I call this phenomenon the 90 / 10 rule because we can usually prepare and plan for about 90% of a web development project. But it is the last 10% that cannot be fully planned for, or expected up front.
What to do?
Allow time. First of all, you should plan for the unexpected. You don’t know what the issue will be, but there is always something. Allow time to de-bug and investigate those last items. Don’t be designing and coding right up til the deadline. Do a soft launch ahead of time.
Test. Test as much as possible. Get the site up onto a host where people can go through and try out the functionality. Plan for a way to do this, whether it’s using a development area, a different directory, or a temporary URL.

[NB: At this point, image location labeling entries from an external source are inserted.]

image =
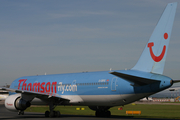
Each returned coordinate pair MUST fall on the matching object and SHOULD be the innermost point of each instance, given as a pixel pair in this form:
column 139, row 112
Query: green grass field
column 147, row 110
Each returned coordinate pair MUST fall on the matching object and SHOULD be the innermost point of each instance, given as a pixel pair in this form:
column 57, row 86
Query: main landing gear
column 21, row 112
column 52, row 113
column 103, row 113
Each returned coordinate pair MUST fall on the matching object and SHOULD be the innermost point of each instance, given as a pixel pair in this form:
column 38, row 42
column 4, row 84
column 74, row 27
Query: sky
column 40, row 37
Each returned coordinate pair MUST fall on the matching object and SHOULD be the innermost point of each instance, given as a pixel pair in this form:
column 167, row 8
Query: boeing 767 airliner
column 100, row 90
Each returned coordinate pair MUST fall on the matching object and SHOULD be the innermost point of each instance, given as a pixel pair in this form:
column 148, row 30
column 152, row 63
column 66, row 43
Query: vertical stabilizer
column 154, row 55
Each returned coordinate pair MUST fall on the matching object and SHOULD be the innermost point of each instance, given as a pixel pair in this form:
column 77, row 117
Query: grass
column 147, row 110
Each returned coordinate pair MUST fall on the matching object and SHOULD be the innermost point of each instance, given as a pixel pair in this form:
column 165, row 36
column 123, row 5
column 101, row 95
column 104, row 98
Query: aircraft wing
column 135, row 79
column 37, row 94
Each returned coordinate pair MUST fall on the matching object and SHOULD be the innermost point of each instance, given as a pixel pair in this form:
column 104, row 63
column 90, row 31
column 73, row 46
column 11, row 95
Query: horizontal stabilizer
column 135, row 79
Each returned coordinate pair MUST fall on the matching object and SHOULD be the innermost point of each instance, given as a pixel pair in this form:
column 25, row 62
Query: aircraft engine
column 15, row 103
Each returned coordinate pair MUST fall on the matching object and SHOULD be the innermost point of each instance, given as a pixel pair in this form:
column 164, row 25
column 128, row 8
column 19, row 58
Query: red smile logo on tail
column 160, row 57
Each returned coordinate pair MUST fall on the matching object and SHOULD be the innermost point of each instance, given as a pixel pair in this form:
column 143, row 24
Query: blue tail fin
column 154, row 55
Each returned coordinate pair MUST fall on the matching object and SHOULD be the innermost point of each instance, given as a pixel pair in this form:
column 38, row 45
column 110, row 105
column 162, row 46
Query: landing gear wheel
column 58, row 114
column 21, row 112
column 108, row 113
column 103, row 113
column 47, row 114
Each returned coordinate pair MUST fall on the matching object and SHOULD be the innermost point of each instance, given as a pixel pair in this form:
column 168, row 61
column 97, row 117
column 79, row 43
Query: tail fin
column 154, row 55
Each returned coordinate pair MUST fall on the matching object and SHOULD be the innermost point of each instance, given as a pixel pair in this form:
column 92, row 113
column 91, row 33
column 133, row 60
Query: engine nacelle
column 15, row 103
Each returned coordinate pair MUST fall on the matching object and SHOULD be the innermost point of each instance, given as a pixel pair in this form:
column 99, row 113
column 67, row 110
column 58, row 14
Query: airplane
column 103, row 89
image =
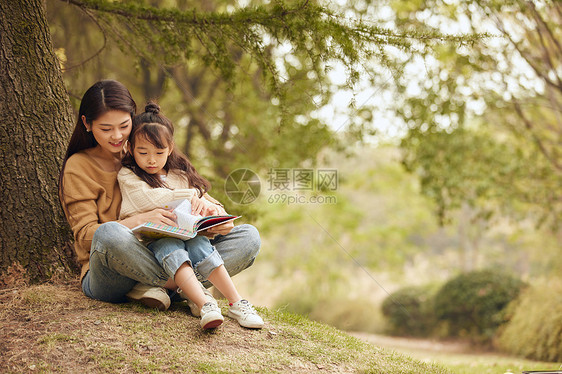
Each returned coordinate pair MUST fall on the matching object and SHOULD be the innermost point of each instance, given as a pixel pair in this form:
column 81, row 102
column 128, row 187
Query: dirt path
column 414, row 344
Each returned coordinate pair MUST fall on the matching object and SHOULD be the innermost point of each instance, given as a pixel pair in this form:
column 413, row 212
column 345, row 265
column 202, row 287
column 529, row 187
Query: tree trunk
column 35, row 240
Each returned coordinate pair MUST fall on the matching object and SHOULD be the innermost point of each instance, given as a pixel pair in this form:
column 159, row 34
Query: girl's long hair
column 159, row 131
column 102, row 97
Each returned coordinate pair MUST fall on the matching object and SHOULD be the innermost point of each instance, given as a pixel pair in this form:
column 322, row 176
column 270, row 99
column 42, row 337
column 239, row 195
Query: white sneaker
column 211, row 316
column 151, row 296
column 245, row 314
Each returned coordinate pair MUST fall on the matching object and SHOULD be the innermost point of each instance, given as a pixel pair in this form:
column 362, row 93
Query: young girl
column 154, row 174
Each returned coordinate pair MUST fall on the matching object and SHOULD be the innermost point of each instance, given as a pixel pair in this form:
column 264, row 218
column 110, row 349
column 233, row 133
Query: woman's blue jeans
column 118, row 260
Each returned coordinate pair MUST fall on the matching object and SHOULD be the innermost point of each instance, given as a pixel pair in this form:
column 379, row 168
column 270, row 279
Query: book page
column 185, row 219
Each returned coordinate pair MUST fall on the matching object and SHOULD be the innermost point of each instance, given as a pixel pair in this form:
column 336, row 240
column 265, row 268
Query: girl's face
column 111, row 130
column 149, row 158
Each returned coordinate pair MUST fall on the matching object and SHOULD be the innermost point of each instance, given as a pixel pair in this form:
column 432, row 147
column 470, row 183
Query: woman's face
column 111, row 130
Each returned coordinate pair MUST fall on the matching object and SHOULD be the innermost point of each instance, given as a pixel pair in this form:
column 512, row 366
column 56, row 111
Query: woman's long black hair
column 159, row 131
column 102, row 97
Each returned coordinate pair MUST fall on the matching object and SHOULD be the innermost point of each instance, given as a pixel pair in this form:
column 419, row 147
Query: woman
column 115, row 265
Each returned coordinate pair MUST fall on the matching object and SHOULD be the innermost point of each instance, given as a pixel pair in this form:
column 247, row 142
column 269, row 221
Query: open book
column 188, row 224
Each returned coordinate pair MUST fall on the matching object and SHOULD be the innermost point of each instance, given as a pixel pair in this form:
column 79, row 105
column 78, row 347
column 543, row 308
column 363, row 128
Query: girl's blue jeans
column 198, row 252
column 118, row 260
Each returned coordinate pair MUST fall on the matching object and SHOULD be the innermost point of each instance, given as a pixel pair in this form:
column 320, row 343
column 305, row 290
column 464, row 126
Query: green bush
column 409, row 312
column 535, row 327
column 472, row 304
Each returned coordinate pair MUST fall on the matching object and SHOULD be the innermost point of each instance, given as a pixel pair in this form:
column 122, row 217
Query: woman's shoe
column 151, row 296
column 245, row 314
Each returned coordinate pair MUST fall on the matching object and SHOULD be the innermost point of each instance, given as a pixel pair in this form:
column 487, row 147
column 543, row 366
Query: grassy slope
column 54, row 328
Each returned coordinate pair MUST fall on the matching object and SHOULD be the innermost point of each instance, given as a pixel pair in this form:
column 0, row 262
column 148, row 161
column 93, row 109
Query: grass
column 460, row 359
column 54, row 328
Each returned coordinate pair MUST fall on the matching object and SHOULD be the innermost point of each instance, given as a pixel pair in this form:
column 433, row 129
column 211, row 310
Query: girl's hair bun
column 152, row 107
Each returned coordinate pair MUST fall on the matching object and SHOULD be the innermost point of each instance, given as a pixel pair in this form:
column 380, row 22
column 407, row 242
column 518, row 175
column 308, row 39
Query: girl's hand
column 211, row 210
column 223, row 229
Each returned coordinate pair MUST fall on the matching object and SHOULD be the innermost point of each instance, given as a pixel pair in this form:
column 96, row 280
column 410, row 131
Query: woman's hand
column 158, row 216
column 223, row 229
column 199, row 206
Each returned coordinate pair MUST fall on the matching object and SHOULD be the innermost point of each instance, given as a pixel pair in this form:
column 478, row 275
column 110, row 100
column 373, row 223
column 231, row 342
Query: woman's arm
column 138, row 196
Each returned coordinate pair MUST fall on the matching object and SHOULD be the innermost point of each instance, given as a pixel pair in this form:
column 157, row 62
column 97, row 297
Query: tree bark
column 35, row 240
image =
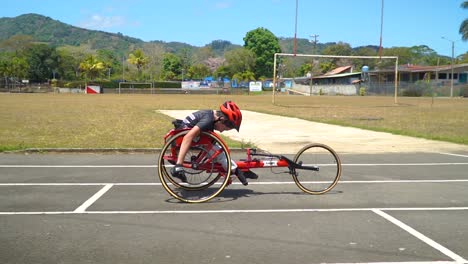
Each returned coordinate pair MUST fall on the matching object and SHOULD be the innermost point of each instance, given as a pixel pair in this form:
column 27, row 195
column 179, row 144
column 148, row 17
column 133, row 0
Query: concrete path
column 286, row 135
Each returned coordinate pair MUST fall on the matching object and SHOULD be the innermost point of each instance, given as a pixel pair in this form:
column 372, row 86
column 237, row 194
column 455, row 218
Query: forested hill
column 46, row 29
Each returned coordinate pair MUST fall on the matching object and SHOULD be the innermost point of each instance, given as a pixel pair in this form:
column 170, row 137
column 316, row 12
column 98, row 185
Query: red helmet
column 233, row 113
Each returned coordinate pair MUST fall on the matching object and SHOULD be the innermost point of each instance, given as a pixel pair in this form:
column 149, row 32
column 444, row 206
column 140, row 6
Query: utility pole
column 314, row 42
column 451, row 79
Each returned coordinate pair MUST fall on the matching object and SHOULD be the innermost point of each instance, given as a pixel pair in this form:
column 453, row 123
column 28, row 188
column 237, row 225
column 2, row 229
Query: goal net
column 135, row 87
column 314, row 75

Revise. Go back to the original intent and see whether or not a different solution is possible. For example, there is often more than one way to use CSS to create a layout. Sometimes it’s better to take a different path to the end result, rather than only trying to debug the current solution.
Is it critical?
There are times when trying to get the last detail fixed is very difficult. Hour after hour is spent identifying the problem and trying solutions. Some of these times we need to step back and ask how critical something is to the solution.
I hate stepping back. I usually worry that I’m giving up on the one little detail the client absolutely loved. I’d rather be the hero who figures it all out, and compromises nothing.
I think that the problem is the word compromise. Many web designers and developers tend to think of it as a compromise if we readjust and remove an element (design or functionally) from a web site. But often times, when we step back, we realize it is not critical. In the best of times, we realize that another solution is more functional and is even better.
What are you expectations?
I’m curious about other people’s expectations, whether you are a designer, developer or client.
Are you open to compromising on those last head-banging details, or do you always try to make it work? Have you improved on the 90/10 rule—maybe you’re at 95/5?
Another problem with these last details is that they can seriously eat into profitability. If you think you’ve got 90% of the work done, but then spend another 25% of your time on that last bit, you may have just lost the profit margin on a job. Are you up front with your clients about the problems, solutions, and time involved?